Holiday Recap: Privacy Developments You May Have Missed While You Were on Holiday Break

Published: Jan. 07, 2013

Updated: Oct. 05, 2020

Normally, the week between Christmas and New Years Day is a quiet one in the privacy and security front.  This year you might have expected it to be doubly quiet, with the entire nation’s attention focused on the fiscal cliff (since the Mayan’s were wrong and the world didn’t end).  Not so fast.   It turned out to be a very busy time.   Here are three of my personal highlights.

The FISA Amendment Reauthorization Act of 2012, HR 5949, was signed into law by President Obama, renewing without changing the government’s authority to intercept foreign communications carried on U.S. provider’s networks without a court order.   This authority has been highly controversial and is subject to a Fourth Amendment Challenge in Clapper v. Amnesty International.  For now, despite concerns expressed by a variety of sources, the FAA remains law for another 5 years unless struck down by judicial action.

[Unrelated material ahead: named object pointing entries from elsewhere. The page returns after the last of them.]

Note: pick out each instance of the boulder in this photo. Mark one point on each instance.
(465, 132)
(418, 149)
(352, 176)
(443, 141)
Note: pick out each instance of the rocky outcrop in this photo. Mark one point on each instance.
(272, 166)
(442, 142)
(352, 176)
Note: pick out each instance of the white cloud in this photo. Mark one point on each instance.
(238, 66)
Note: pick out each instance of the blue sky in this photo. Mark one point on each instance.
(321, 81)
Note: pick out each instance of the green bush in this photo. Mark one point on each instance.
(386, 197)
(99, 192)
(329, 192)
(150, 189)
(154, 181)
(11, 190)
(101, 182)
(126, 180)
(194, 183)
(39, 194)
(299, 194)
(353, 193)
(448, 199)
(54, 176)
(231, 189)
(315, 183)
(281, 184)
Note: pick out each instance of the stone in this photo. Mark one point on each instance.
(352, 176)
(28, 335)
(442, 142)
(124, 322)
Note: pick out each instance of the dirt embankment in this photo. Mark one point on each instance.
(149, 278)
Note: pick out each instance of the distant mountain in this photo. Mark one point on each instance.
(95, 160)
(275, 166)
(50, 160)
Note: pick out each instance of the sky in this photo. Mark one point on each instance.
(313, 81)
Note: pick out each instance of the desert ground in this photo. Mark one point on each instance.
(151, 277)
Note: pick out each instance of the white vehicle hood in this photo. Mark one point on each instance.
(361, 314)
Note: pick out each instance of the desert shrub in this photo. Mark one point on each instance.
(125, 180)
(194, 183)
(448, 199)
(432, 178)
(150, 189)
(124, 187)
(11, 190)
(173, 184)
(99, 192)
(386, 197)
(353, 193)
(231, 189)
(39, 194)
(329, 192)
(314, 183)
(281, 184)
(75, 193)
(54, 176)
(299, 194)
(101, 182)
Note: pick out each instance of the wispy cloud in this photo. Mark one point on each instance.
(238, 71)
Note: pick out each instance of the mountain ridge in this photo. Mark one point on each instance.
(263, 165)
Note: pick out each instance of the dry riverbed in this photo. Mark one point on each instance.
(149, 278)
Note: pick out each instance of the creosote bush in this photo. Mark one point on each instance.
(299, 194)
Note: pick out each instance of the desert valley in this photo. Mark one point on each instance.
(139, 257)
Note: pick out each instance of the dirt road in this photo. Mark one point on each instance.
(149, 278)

The Tenth Circuit Affirms Kirch v. Embarq.   Remember all the flap about NebuAd? On December 28, 2012, the Tenth Circuit ended the NebuAd Litigation against Embarq, affirming the district court’s prior decision that the plaintiffs could not state a claim against Embarq for diverting its subscribers traffic to NebuAd for deep packet inspection. In a clear victory that should make plaintiffs lawyers think twice before suing ISPs for accessing communications that travel on its own network, the Tenth Circuit found that where an ISPs access to communications is a result of its provision of communications services, access to such communications in the ordinary course of its core business as an ISP, can never be an interception.  Thus, sending that stream of communications to a third party, such as NebuAd, cannot be an illegal interception.  And because there can be no civil aiding and abetting liability for violations of the Wiretap Act, Embarq cannot be liable.  The tenth circuit’s decision is even more important than the prior district court’s decision, which relied largely on consent.  Under the Tenth Circuit’s analysis, consent was never necessary to begin with because Embarq never had more access to the communications of its subscribers through its partnership with NebuAd than it had in the course of providing ISP services.  This is an important decision for any ISP thinking about using deep packet inspection.

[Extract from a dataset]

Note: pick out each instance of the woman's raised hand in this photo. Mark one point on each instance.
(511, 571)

Google Prevails on Class Action Challenging Unified Privacy Policy.  Also on December 28, 2012, the district court granted Google’s motion to dismiss in In re Google Privacy Litigation.  In this case, the plaintiffs challenged Google’s transition to a single unified privacy policy, alleging that this new policy had material changes from the Google’s prior 70 individual privacy policies, which prevented information sharing across the entire Google platform.   Relying on prior cases dismissing privacy class actions for lack of Article III standing, the court found that even though plaintiffs had “raised serious questions regarding Google’s respect for consumers’ privacy,” plaintiffs had not identified a concrete harm from the alleged combination of their personal information across Google’s products and contrary to Google’s previous policy sufficient to create an injury in fact.  Simply put, failing to obey a promise allegedly made in a prior privacy policy does not by itself allow a plaintiff to bring suit in federal court without identifying a concrete way in which that failure harmed the consumer.